Their piece pivots around the issue of police certification and decertification. The words “certification” and “decertification” might make some people’s eyes glaze over, but this is actually a really important issue. For the last fifty-ish years (dates of implementation vary from state-to-state), police officers have had to obtain state-level certification to work in their chosen profession, much like teachers have to get licensed by the state in which they work. The same agencies that grant certifications have the power to strip those certifications (“decertify”), as well. In theory, this means that state regulators could be an important bulwark against abusive and unfit officers, because if an officer loses his or her certification, they can no longer work anywhere in the state where they’ve been decertified. Being decertified functionally ends a police officer’s career, unless they wish to move to a different state. This is a significantly more severe punishment than is, say, simply being fired by one department but remaining eligible to work in another.

As Brosseau and Woolington note, Oregon has long been held up as a national model for a well-functioning certification system. And, as they reveal, it still doesn’t work well at all:

Because the [Department of Public Safety Standards and Training] wanted thousands of dollars to provide case files underlying these cryptic conclusions, the newsroom focused its records requests on 40 officers who stayed certified after being fired. State law says the department must decertify anyone fired for cause. Yet the department interprets “for cause” so narrowly that 57 percent of fired officers stayed eligible to carry a gun and a badge elsewhere in Oregon.

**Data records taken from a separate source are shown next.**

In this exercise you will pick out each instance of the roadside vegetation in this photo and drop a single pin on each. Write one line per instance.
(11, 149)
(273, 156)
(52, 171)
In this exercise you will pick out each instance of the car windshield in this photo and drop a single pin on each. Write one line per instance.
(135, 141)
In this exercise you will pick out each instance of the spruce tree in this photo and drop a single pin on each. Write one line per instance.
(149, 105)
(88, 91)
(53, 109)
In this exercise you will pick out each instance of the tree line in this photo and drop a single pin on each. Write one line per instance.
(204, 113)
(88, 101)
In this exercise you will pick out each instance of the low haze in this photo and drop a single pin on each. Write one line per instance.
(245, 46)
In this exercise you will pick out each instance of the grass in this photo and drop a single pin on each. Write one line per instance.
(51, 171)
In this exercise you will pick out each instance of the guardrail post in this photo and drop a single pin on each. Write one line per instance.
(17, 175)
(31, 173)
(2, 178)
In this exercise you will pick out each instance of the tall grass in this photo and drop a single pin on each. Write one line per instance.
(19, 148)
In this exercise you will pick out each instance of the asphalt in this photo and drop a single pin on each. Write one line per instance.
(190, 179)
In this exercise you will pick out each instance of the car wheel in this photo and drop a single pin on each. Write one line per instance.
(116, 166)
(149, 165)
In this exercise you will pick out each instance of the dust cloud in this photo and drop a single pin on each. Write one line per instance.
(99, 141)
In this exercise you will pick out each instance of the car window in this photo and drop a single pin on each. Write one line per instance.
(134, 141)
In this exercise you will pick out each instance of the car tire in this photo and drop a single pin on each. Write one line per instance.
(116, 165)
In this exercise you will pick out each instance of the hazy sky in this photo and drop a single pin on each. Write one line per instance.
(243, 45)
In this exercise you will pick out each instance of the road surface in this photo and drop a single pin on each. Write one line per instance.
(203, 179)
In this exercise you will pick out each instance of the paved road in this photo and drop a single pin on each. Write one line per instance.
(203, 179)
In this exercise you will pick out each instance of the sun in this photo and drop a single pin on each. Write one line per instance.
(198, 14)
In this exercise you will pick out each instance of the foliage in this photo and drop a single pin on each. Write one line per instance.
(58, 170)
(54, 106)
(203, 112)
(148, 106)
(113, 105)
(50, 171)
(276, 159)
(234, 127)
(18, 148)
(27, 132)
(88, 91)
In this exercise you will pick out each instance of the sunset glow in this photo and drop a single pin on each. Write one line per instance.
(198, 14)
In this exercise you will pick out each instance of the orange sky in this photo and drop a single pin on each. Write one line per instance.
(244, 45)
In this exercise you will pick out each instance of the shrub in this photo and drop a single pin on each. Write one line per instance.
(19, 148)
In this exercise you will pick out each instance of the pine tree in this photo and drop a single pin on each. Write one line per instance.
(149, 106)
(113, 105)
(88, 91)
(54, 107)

Except for when officers face criminal charges, Oregon regulators wait for an officer’s employer to make the first move. Agency officials won’t open a case unless an officer has been fired, left work as part of a settlement agreement, or quit in connection with a misconduct investigation. They’ll wait until employment appeals are complete before they decide what to do.

The agency’s staff are gatekeepers. They can conclude many cases on their own.

Other cases are sent to the Police Policy Committee, an advisory committee of sheriffs, police chiefs and union representatives. The committee makes a recommendation to the board, which has the last say.

Department officials focus their power to end careers on punishing failings of “moral fitness,” which they describe as officers intentionally doing bad things.

It’s a perspective that leaves out a wide array of behavior many people would find unacceptable for a police officer.

I’ll leave it to the reader to check out the various behaviors in question, which range from extreme violence to gross incompetence. But suffice to say that this is not a system that is working.